In altre parole, la donna volle dire a Gesù: è vero, Signore, che gli Israeliti sono vostri figli, mentre io, povera pagana, sono un'estranea, per cui il mio posto nel vostro regno è lo stesso che i cani hanno nella casa dei loro padroni.
Ma io non vi domanda di essere trattata come una figlia, bensì come un cagnolino che sotto la mensa del padrone mangia le briciole che cadono senza che sia degnato di uno sguardo e senza che nessuno dei convitati sia privato di un solo pezzettino del cibo posto sulla mensa.
Trattate così anche la mia figliuola. Non vi chiedo di togliere un pezzo dei vostri miracolosi prodigi che fate a bene dei figli d'Israele si che essi ne restino privi, vi chiedo solo di dare alla mia figliuola una briciola soltanto dell'abbondanza dei vostri miracoli e benefici. Con essa non avrete tolto ai vostri figli d'Israele né un favore né una grazia.
Gesù restò sorpreso, commosso e conquiso dalla risposta così piena di fiducia di quella donna, e guardandola, ammirato, le rispose: «O donna, quanto è grande la tua fede! In ricompensa delle tue parole sia fatto come tu hai domandato. Va, il demonio è uscito dal corpo di tua figlia ».
Questo miracolo fu la ricompensa alla grande fede della donna sulla potenza e alla sua grande fiducia nella bontà di Gesù, due virtù sbocciate sulla radice della sua umiltà come due fiori su un solo gambo.
Sovente noi ci lagniamo che le nostre preghiere non sono esaudite e gettiamo su Dio la colpa dell'apparente o reale loro inefficacia. Non sarebbe, invece, più giusto e più vero attribuire a noi stessi, alla nostra poca confidenza, alla debolezza della nostra fede; al nostro amor proprio, alla nostra immortificazione, al nostro scoraggiamento se la risposta alla grazia chiesta si fa attendere?

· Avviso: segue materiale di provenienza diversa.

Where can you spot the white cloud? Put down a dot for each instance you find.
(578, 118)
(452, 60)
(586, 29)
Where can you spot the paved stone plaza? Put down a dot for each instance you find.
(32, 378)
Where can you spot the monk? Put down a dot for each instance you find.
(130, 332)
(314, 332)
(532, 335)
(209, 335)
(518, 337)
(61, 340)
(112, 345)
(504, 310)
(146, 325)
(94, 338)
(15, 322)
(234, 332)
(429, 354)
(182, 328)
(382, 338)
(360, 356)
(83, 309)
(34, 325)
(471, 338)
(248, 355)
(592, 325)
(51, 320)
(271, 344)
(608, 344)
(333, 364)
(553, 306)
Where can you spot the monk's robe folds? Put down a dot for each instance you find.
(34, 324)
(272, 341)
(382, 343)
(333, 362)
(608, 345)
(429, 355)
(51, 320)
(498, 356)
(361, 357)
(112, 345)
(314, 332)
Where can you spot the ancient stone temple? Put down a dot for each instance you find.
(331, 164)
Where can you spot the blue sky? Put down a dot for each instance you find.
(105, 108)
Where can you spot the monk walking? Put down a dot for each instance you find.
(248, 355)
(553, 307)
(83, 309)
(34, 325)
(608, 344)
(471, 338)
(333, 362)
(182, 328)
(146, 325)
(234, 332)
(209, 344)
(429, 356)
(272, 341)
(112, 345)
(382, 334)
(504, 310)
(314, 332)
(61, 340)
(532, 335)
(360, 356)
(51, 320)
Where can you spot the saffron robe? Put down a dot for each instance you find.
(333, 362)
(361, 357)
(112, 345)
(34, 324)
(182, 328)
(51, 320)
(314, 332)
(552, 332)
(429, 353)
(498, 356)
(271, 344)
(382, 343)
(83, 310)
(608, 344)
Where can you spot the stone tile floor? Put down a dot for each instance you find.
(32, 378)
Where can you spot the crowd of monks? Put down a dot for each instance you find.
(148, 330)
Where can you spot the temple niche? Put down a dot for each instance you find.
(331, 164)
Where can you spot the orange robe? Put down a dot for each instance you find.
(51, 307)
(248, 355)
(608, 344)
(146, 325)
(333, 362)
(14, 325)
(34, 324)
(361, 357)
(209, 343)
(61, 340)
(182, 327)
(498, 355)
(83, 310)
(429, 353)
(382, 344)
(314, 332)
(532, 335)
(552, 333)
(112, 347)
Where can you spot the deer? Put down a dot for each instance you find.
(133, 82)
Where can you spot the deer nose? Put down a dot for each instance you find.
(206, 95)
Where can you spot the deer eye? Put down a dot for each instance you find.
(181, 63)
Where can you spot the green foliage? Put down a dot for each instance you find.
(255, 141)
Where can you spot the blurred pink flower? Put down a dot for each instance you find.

L'efficacia della preghiera è una questione complessa, difficile, ma a spiegare il poco frutto che talvolta ricaviamo da essa sono sufficiente le imperfezioni con cui la facciamo. Dio ci esaudisce sempre, quando lo preghiamo come si conviene. Se Egli rifiuta dei favori temporali, spesso da noi desiderati con più intenso ardore che prudenza, la Sua bontà li sostituisce con grazie migliori e più utili per noi.